Gradient and stochastic gradient descent are the most frequently used optimization algorithms.

#Gradient Descent

Iterative optimization algorithm used to find a local minimum of any differentiable function.
We start at some random point in the domain of the function, then we move proportionally to the negative of the gradient of the function at the current point.
Epochs: using the training set entirely to update each weight/bias.
Backpropagation algorithm: computes the partial derivatives of each weight/bias using the chain rule.
Learning rate: controls how much the weights/biases are updated at each epoch.
Convergence: the values of weights/biases don’t change much after each epoch.
Gradient descent is sensitive to the value of the learning rate hyperparameter:
Too high: might not reach convergence at all.
Too small: can slow down the learning to the point of no progress.

Gradient descent is slow for large datasets because it uses the entire dataset to compute the gradient of each parameter at each epoch.

Minibatch stochastic gradient descent (minibatch SGD):
- Approximates the gradient using small subsets of the training data called minibatches.
- The size of the minibatch is a hyperparameter that requires tuning.
- Powers of two, between 32 and a few hundred, are recommended: 32, 64, 128, 256.
- Note: learning rate still needs to be carefully chosen.
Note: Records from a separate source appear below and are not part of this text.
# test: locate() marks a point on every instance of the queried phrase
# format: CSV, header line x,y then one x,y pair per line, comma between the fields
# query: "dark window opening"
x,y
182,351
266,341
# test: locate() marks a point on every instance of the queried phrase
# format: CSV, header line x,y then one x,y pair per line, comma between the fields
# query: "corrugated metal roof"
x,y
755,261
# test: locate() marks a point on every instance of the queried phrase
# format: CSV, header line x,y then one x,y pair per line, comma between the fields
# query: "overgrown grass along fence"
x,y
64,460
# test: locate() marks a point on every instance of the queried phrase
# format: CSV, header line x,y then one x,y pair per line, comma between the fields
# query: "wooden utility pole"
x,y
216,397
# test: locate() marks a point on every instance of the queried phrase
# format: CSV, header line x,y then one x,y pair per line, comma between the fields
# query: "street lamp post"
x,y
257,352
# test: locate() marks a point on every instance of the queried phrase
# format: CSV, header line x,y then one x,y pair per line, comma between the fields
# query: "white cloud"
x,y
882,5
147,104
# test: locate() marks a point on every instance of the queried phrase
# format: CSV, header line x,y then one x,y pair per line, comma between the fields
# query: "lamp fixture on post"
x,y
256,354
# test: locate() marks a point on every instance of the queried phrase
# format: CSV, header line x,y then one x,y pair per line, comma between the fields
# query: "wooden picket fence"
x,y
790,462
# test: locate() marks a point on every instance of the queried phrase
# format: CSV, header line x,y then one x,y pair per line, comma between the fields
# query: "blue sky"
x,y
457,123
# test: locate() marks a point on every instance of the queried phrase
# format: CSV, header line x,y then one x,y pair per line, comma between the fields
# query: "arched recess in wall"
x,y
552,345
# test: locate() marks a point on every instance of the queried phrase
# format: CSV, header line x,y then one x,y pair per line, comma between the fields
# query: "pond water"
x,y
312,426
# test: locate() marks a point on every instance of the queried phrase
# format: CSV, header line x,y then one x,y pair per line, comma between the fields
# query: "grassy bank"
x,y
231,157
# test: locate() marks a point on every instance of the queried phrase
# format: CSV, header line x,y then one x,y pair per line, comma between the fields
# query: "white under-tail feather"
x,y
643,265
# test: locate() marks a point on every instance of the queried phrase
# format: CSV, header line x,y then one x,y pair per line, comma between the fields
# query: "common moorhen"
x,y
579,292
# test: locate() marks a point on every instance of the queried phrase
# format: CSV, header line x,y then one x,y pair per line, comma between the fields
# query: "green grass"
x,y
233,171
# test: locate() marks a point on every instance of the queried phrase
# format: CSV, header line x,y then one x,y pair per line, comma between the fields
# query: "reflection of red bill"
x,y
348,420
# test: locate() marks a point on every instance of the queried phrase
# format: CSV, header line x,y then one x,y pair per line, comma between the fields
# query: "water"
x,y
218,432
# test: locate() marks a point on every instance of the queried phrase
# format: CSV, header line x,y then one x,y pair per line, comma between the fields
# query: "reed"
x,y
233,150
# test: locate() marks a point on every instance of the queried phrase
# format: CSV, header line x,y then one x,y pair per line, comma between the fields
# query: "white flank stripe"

Learning can still stagnate at later epochs, oscillating around the minimum due to too (relatively) large updates.
Learning rate decay:
- Allow progressively reducing the learning rate as the epochs progress.
- Faster gradient descent convergence (faster learning) and higher model quality.
- Several techniques known as ‘schedules’.
Time-based learning rate decay schedules:
- Alter the learning rate depending on the learning rate of the previous epoch.

$$ \alpha_{n} \leftarrow \frac{\alpha_{n-1}}{1+d \times n} $$

- Where: $a_{n}$ : new value of the learning rate; $a_{n-1}$ : value of the learning at the previous epoch $n-1 ; d$ : decay rate, a hyperparameter.

Step-based learning rate decay schedules:
- Change the learning rate according to some pre-defined drop steps.

$$ \alpha_{n} \leftarrow \alpha_{0} e^{-d \times n} $$

- Where: $d$ is the decay rate and $e$ is Euler's number.

Momentum, Root Mean, Squared Propagation (RMSProp), and Adam:
- Update the learning rate automatically based on the performance of the learning process.
- Eliminate the need of learning rate, decay schedule, rate and related hyperparameters.
- Adam is the most recent and versatile. Start training with Adam and if the model quality is poor, try a different cost function optimization algorithm.